Permutations and Combinations - Permutations

Fundamental Principle of Counting (Multiplication Principle): If one event can occur in $m$ different ways, and following it, another event can occur in $n$ different ways, then the total number of ways both events can occur in the specified order is $m \times n$. Visual: Imagine a tree diagram where the first choice creates $m$ main branches, and each of those branches splits into $n$ smaller sub-branches, resulting in $m \times n$ total paths.

Factorial Notation ($n!$): The product of the first $n$ natural numbers is called $n$ factorial, denoted by $n!$. It is defined as $n! = n \times (n-1) \times (n-2) \times \dots \times 1$. By convention, $0! = 1$. Visual: Think of this as a sequence of numbers decreasing by one at each step, representing the diminishing number of choices available as you fill positions.

Definition of Permutation: A permutation is an arrangement of a specific number of objects in a definite order. Unlike combinations, the order of arrangement is critical. Visual: If you have two colored blocks, Red ($R$) and Blue ($B$), the arrangement $(R, B)$ is visually and mathematically distinct from $(B, R)$ in permutations.

Permutations of $n$ Distinct Objects taken $r$ at a time: When we arrange $r$ objects out of $n$ available distinct objects without replacement, the number of permutations is denoted by $^nP_r$. Visual: Imagine $r$ empty boxes in a row; you have $n$ choices for the first box, $n-1$ for the second, and you continue until all $r$ boxes are filled.

Permutations when Repetition is Allowed: If the objects can be reused (replacement allowed), the number of permutations of $n$ objects taken $r$ at a time is $n^r$. Visual: Imagine a digital lock with 3 dials, where each dial can be any digit from 0-9. Every dial always has 10 options regardless of what the previous dial was set to.

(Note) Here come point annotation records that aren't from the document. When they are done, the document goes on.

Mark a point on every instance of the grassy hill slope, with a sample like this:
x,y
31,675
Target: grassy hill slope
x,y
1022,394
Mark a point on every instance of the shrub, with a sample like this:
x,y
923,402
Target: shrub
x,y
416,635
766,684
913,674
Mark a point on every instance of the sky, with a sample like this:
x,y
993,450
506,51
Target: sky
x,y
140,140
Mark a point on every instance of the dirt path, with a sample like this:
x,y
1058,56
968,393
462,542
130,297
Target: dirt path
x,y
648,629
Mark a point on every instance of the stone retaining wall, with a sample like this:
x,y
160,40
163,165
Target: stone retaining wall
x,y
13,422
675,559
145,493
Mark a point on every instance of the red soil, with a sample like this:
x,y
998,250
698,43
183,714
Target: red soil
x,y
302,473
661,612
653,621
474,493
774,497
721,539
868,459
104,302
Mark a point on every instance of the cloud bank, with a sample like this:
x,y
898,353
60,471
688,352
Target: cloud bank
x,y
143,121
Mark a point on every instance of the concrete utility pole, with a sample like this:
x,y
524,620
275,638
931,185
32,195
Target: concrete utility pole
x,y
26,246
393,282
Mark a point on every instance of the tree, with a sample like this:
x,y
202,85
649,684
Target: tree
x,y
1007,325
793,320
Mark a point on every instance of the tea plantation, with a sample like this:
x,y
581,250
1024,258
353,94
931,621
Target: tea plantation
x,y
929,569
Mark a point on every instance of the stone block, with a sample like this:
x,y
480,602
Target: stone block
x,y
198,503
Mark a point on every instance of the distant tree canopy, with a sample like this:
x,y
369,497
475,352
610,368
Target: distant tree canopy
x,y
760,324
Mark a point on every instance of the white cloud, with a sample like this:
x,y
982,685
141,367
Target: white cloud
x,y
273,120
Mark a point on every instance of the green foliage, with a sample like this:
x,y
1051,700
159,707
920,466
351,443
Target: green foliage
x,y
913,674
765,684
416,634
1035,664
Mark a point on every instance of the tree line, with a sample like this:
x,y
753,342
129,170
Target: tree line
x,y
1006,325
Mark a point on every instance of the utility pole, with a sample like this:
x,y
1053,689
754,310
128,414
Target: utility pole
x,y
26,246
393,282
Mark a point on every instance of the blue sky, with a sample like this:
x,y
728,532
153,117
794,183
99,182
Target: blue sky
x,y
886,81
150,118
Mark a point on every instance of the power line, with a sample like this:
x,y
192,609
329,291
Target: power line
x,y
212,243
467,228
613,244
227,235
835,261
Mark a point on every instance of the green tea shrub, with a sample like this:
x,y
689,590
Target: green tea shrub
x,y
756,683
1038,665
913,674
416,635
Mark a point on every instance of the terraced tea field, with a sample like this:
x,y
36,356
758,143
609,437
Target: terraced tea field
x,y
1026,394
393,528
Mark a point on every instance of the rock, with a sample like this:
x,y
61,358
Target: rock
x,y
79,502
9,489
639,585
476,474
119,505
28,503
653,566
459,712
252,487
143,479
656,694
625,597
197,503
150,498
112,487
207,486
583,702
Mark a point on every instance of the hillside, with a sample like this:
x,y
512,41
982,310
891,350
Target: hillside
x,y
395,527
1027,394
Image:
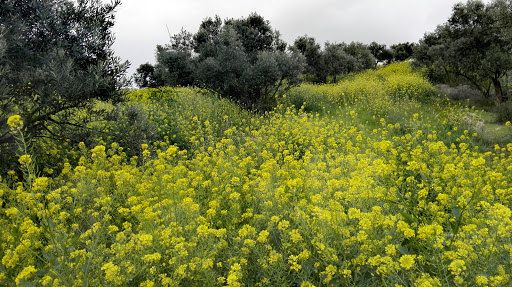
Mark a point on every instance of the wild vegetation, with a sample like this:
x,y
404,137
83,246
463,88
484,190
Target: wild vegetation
x,y
355,192
371,178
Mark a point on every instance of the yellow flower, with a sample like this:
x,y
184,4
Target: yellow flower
x,y
25,159
262,237
407,261
15,121
26,273
111,272
481,280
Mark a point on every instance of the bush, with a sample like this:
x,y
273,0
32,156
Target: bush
x,y
504,112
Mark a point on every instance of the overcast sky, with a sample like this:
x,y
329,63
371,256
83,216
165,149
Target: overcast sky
x,y
142,24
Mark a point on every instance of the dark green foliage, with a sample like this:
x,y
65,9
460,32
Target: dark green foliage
x,y
504,112
381,53
55,60
339,59
402,51
475,45
241,59
334,59
145,77
174,62
308,47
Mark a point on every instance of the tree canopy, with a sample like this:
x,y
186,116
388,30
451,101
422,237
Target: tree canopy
x,y
475,44
55,58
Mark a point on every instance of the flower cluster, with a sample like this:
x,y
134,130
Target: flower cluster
x,y
289,198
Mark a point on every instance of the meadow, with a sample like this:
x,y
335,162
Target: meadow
x,y
373,181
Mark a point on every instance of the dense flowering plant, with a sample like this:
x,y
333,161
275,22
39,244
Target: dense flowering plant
x,y
353,197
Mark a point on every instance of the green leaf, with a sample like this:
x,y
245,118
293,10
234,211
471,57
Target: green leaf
x,y
407,217
403,249
456,213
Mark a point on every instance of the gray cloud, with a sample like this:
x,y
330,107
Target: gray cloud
x,y
141,25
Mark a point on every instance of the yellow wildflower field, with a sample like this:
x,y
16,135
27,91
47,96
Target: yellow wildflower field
x,y
383,192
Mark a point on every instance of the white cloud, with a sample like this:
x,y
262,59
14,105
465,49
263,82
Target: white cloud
x,y
141,25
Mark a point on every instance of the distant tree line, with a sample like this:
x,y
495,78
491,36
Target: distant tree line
x,y
241,59
341,58
246,60
473,47
56,60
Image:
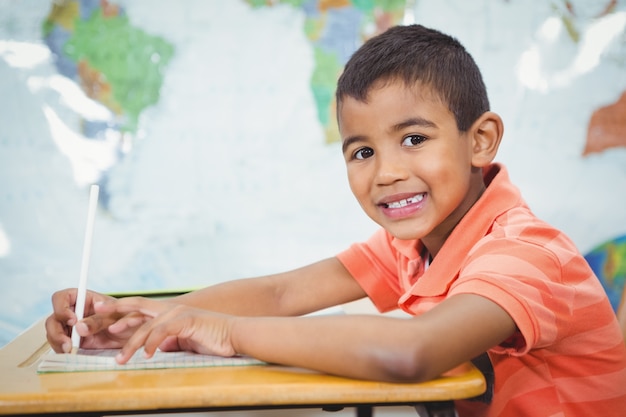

Permutations of Objects Not All Distinct: The number of permutations of $n$ objects, where $p$ objects are of one kind, $q$ objects are of a second kind, and the rest are all different, is given by $\frac{n!}{p!q!}$. Visual: If you arrange the letters in 'BOO', the two 'O's are identical. Swapping them doesn't change the look of the word, so we divide the total arrangements ($3!$) by the ways to arrange the identical items ($2!$) to remove duplicates.

Constraints in Permutations: Sometimes certain items must stay together or certain items must never be together. Visual: If items A and B must be together, we 'tie' them into a single block. This block and the remaining items are then arranged like a single unit, and then A and B are arranged within their own internal block.